OpenBLAS is an optimized BLAS library based on GotoBLAS2 1.13 BSD version.
http://www.openblas.net
BSD 3-Clause "New" or "Revised" License
6.32k stars 1.49k forks source link

Test kernel_regress:skx_avx fails on RISC-V platform #4446

Closed leavelet closed 2 months ago

leavelet commented 8 months ago

Environment:

OpenBLAS version: release 0.3.26 OS: revyos CPU: Sophgo sg2042, RISC-V rv64imafdc with rvv 0.71 Compiler: g++ 10.4, THead version. https://github.com/revyos/gcc/tree/revyos-gcc10.4-thead-dev Compile command: make HOSTCC=gcc-10 TARGET=C910V CC=riscv64-linux-gnu-gcc-10 FC=riscv64-linux-gnu-gfortran-10 -j 64

Error log:

TEST 38/40 kernel_regress:skx_avx [FAIL]
  ERR: test_kernel_regress.c:50  expected 0.000e+00, got 2.719e+04 (diff -2.719e+04, tol 1.000e-10)

By the way, the risc-v branch stuck on the line below

OPENBLAS_NUM_THREADS=2 ./cblat3 < ./cblat3.dat
leavelet commented 8 months ago

@RevySR

martin-frbg commented 8 months ago

kernel_regress:skx_avx is DGEMM, maybe we should rename it as its history as an AVX512 bug in the SkylakeX kernel is irrelevant today...

in CI it works with a different vendor toolchain based on GCC 10.2 (see .github/workflow/c910v.yml for the URL), but of course the tests there use only qemu instead of the actual hardware

leavelet commented 8 months ago

Since the CI with GCC 10.2 works fine, maybe it is a vendor problem. I shall work with Revy to resolve it.

martin-frbg commented 8 months ago

Any updates on this ? I've since merged the risc-v branch as I could not reproduce the problems in CI or local qemu, but I lack real C910V hardware at the moment.
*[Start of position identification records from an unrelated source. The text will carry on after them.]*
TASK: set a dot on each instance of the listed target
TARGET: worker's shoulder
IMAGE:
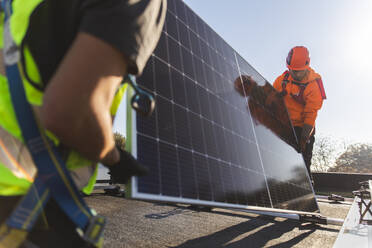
(314, 75)
(281, 76)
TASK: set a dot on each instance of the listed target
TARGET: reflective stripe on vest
(82, 170)
(53, 178)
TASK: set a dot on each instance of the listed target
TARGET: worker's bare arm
(78, 98)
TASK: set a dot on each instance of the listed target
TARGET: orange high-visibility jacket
(302, 114)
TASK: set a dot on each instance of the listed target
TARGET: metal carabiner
(142, 101)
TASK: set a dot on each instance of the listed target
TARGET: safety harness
(53, 180)
(299, 97)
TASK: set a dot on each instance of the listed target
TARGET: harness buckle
(94, 230)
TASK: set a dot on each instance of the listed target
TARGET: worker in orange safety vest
(303, 92)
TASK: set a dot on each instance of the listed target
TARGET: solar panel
(205, 143)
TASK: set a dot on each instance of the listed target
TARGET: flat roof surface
(132, 223)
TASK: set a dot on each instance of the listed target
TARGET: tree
(326, 150)
(356, 159)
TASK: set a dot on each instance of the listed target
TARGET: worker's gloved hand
(305, 136)
(244, 84)
(127, 167)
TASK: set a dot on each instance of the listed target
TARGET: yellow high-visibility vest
(17, 170)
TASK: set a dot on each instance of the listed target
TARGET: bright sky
(338, 34)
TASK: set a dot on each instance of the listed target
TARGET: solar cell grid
(204, 144)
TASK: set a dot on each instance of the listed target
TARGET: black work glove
(127, 167)
(305, 136)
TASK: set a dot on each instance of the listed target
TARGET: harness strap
(53, 178)
(299, 97)
(284, 84)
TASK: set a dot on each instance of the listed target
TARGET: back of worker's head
(298, 58)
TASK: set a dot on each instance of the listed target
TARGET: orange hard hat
(298, 58)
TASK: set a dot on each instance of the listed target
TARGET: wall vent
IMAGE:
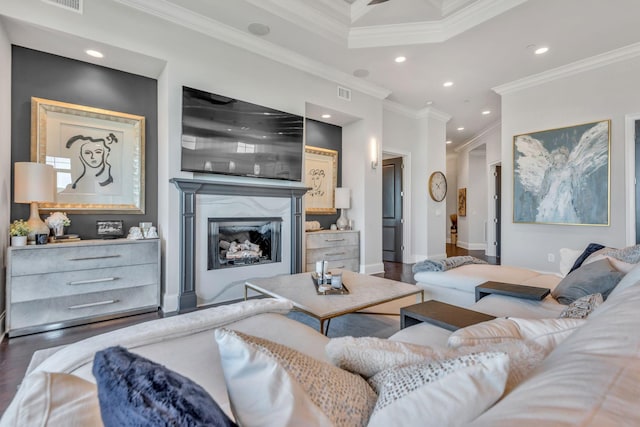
(344, 93)
(74, 5)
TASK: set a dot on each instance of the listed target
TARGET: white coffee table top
(364, 291)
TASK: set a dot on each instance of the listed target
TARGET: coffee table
(364, 291)
(441, 314)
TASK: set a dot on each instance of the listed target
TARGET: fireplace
(238, 242)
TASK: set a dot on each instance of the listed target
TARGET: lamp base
(342, 223)
(35, 223)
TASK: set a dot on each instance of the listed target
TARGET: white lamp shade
(342, 198)
(33, 182)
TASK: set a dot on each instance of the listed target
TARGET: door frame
(630, 167)
(491, 209)
(407, 253)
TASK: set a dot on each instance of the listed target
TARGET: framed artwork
(561, 176)
(321, 175)
(462, 202)
(110, 229)
(98, 156)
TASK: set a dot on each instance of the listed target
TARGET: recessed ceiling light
(94, 53)
(360, 72)
(259, 29)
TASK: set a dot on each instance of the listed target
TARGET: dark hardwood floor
(15, 353)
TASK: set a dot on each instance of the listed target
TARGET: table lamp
(34, 183)
(342, 198)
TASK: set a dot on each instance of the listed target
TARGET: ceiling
(476, 44)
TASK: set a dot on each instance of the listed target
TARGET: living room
(171, 52)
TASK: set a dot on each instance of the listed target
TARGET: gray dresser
(64, 284)
(340, 248)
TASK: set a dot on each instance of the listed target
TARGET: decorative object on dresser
(54, 286)
(98, 156)
(33, 184)
(321, 175)
(111, 229)
(343, 196)
(341, 249)
(18, 230)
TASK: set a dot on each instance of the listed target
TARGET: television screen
(223, 135)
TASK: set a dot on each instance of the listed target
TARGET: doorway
(392, 219)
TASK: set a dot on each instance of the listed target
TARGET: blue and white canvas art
(561, 176)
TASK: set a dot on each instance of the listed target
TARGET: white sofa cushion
(54, 399)
(273, 385)
(546, 332)
(447, 393)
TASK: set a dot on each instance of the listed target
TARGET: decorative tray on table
(315, 278)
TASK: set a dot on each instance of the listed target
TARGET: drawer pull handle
(95, 257)
(93, 304)
(86, 282)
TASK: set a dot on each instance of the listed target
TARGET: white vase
(18, 240)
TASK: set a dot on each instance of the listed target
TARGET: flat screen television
(222, 135)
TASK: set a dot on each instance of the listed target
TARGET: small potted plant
(19, 229)
(57, 221)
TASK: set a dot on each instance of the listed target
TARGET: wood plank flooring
(15, 353)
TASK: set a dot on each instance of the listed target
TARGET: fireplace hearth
(237, 242)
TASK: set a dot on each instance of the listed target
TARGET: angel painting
(561, 176)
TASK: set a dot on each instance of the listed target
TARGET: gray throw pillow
(596, 277)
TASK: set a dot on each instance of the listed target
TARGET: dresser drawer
(54, 258)
(39, 286)
(350, 264)
(323, 239)
(332, 254)
(78, 307)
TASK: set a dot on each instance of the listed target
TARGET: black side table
(511, 290)
(441, 314)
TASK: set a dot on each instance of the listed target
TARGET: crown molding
(428, 112)
(212, 28)
(577, 67)
(430, 31)
(473, 142)
(309, 17)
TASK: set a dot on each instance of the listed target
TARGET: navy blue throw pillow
(593, 247)
(134, 391)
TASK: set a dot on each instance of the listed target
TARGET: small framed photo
(110, 229)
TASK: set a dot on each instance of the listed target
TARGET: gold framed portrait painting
(98, 156)
(321, 175)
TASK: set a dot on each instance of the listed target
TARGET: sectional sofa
(591, 377)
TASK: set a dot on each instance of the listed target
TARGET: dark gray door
(392, 210)
(496, 196)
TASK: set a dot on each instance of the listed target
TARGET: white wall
(5, 162)
(608, 92)
(199, 61)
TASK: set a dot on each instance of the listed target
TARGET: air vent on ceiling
(74, 5)
(344, 93)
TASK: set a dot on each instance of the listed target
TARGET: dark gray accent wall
(328, 136)
(53, 77)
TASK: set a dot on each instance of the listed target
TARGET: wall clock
(437, 186)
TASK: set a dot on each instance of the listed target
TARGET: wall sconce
(374, 153)
(34, 183)
(342, 202)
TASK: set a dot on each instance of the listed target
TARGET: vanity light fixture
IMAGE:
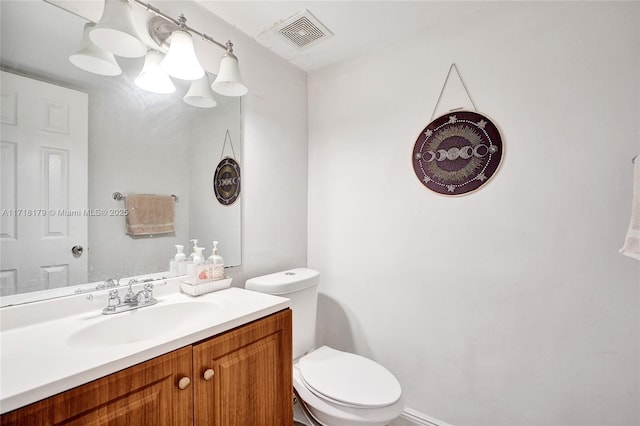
(229, 81)
(90, 57)
(199, 94)
(115, 31)
(116, 34)
(181, 61)
(152, 78)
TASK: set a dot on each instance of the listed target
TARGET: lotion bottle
(174, 264)
(216, 262)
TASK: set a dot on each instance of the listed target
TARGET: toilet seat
(347, 379)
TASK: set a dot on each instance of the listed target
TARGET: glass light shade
(115, 31)
(152, 78)
(199, 94)
(181, 61)
(90, 57)
(229, 81)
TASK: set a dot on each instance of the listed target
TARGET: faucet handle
(114, 298)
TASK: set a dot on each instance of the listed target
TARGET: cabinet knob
(208, 374)
(184, 383)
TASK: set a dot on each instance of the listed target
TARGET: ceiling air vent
(303, 29)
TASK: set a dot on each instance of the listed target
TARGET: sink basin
(141, 324)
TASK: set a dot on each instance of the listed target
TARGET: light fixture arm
(181, 22)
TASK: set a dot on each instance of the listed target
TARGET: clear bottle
(216, 263)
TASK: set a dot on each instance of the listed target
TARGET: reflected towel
(150, 214)
(631, 246)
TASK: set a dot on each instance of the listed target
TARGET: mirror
(138, 143)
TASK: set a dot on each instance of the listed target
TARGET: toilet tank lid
(284, 282)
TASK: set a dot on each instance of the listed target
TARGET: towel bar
(118, 196)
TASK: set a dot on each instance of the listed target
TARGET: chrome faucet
(111, 282)
(131, 301)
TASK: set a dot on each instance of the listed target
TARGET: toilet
(336, 388)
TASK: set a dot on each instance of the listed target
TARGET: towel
(631, 245)
(150, 214)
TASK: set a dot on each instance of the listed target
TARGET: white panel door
(43, 185)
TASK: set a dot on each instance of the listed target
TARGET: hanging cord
(227, 135)
(446, 80)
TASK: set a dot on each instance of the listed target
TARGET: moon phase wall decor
(457, 153)
(226, 181)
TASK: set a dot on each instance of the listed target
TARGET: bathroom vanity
(228, 364)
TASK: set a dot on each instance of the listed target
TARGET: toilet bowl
(336, 388)
(343, 389)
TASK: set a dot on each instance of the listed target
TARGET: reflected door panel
(43, 185)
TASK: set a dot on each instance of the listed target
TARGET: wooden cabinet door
(244, 377)
(145, 394)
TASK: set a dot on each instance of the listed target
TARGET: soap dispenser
(198, 257)
(193, 250)
(177, 263)
(180, 256)
(216, 262)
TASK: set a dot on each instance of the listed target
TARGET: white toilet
(337, 388)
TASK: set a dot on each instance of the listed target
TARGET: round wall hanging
(457, 153)
(226, 181)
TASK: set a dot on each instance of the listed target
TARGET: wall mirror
(138, 142)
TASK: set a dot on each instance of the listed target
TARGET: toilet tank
(301, 287)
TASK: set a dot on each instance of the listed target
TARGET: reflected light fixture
(90, 57)
(181, 60)
(115, 31)
(152, 78)
(116, 34)
(229, 81)
(199, 94)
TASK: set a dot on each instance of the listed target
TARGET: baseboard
(410, 417)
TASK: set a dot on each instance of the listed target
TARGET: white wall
(509, 306)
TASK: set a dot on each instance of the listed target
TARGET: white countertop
(40, 358)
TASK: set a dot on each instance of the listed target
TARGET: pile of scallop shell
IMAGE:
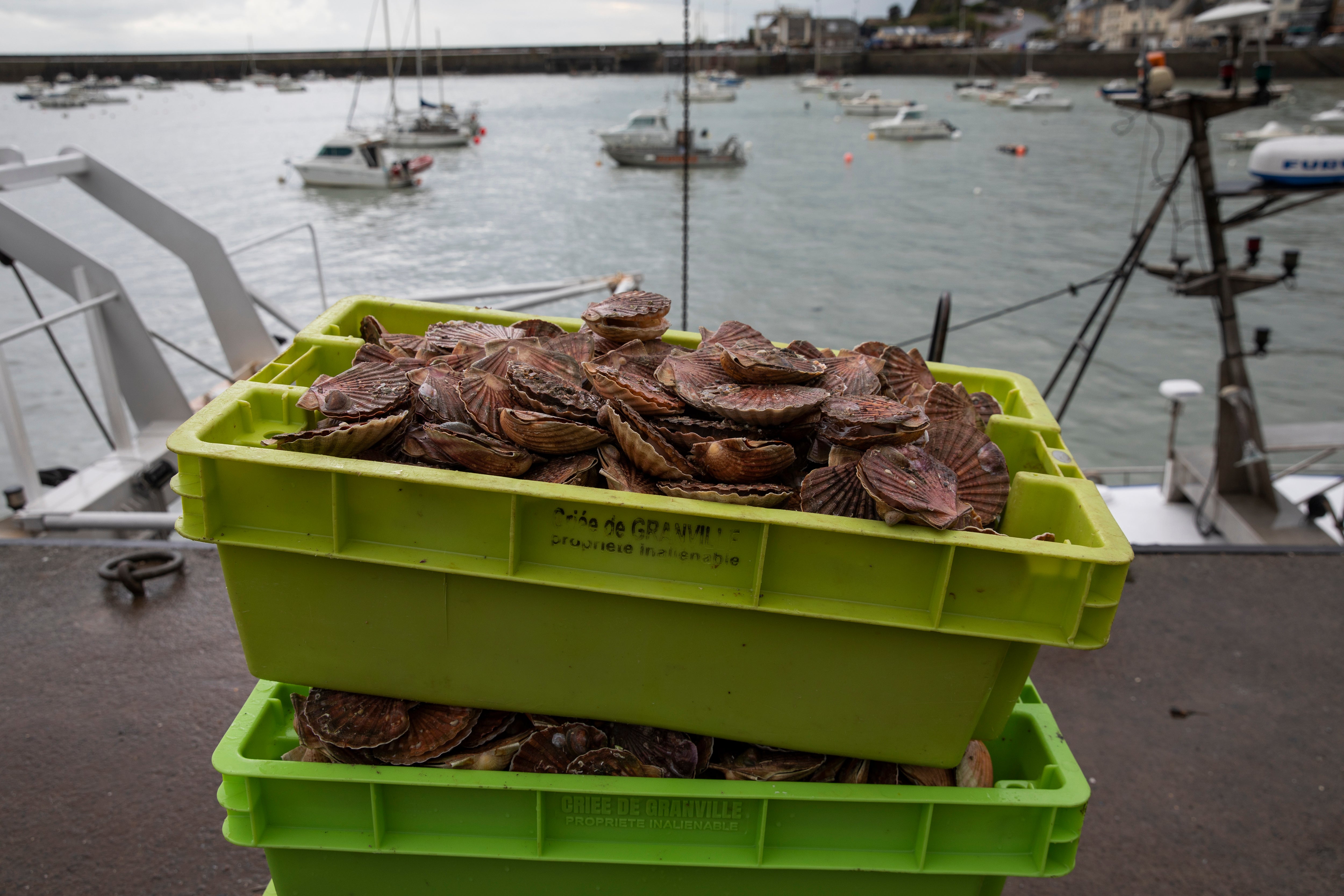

leavelet commented 8 months ago

The GEMM issue is fixed in #4454. We have found another issue in kernel/riscv64/nrm2_vector.c, which hasn't been fixed yet. Keeping this issue open until we fix the nrm2 issue or closing it to open a new one both work fine; I'm not sure which one is better.

martin-frbg commented 8 months ago

thanks. can keep this one open for simplicity (unless you expect this to take long, in which case opening a new issue with appropriate title might help others find it faster). annoying that it seems to depend so much on compiler version, or qemu vs actual hardware

martin-frbg commented 3 months ago

I cannot reproduce either of these issues on MilkV Pioneer with current develop and a thead gcc built from the current state of their source repository.